# Fastest growing?



## Jammos (Nov 25, 2010)

Just curious if there is a group of Africans that are known to be particularly fast growers.

I am amazed at my Venustus..most definitely the fastest growing fish in my tank.


----------



## brinkles (Jan 30, 2011)

I had a group of red zebras born last summer that grew like weeds!


----------



## DJRansome (Oct 29, 2005)

I think a lot of them grow fast the first six months, but then they slow down. I'd say mbuna have a rep as being the fastest growers overall.


----------



## johnchor (Apr 2, 2011)

P.Acei is my fastest growing fish

from 1inch to 5inches in 6months! almost max now. 

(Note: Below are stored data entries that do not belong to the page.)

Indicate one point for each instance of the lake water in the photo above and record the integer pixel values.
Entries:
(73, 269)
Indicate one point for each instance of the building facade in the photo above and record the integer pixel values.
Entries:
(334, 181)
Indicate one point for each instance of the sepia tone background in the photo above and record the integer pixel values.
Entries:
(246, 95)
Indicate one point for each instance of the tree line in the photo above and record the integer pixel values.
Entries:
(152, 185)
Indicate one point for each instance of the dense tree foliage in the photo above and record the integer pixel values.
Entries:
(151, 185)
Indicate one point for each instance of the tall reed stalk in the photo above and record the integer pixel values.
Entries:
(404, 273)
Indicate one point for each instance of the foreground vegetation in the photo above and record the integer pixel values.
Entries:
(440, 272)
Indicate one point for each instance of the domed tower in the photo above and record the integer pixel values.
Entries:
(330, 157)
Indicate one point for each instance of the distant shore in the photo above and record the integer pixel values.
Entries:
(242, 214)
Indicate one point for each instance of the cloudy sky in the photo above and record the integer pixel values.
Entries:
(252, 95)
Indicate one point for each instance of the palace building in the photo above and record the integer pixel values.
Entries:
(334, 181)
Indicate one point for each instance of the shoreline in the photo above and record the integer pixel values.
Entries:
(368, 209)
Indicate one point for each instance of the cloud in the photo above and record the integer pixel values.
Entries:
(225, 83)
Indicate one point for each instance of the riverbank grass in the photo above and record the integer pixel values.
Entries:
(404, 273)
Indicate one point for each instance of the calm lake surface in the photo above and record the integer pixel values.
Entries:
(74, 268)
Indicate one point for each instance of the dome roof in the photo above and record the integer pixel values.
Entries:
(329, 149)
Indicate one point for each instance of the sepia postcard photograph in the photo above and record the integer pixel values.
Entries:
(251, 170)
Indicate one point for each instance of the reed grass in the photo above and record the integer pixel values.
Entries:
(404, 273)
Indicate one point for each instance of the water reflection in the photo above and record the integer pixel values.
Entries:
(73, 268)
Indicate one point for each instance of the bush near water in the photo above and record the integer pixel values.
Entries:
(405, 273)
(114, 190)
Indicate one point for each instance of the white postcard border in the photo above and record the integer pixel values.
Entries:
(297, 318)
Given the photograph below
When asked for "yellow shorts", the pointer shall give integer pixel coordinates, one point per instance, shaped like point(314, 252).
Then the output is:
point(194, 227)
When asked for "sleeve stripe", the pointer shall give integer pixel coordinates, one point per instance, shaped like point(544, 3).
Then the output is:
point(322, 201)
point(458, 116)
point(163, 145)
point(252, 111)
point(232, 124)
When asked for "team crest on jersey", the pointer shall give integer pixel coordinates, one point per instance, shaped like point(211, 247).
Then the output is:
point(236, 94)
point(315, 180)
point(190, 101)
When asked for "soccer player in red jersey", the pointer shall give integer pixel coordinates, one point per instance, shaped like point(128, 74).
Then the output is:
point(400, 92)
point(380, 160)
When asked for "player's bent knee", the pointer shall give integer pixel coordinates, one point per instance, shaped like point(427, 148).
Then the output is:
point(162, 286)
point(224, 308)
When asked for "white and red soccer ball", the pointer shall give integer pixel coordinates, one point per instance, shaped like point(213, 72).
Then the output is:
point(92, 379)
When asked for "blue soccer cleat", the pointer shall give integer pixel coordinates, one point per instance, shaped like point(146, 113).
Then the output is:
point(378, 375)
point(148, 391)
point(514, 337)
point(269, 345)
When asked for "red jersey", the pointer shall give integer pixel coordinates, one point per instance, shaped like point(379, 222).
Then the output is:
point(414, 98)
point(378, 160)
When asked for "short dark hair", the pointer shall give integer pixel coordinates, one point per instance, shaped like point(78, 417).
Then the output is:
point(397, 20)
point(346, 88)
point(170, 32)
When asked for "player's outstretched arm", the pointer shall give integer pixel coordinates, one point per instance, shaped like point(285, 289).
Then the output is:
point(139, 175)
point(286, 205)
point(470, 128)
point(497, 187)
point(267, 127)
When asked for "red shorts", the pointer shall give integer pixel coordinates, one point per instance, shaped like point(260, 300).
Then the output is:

i believe water changes is the key.

but there are some fishes
example N.bichardi and S.friyeri takes forever to grow....


----------



## bernie comeau (Feb 19, 2007)

IME, the mouth brooding 'tilapias' (Oreochromis) grow real fast! They can become big fish in matter of months. Tilapia mariae, T. zilli and T. buttikoferi are also fast growers.

But amongst smaller fish, I agree, mbuna grow pretty fast. Since I have had this species for 2 years now, IME, bumble bee is the fastest growing mbuna I have ever had.


----------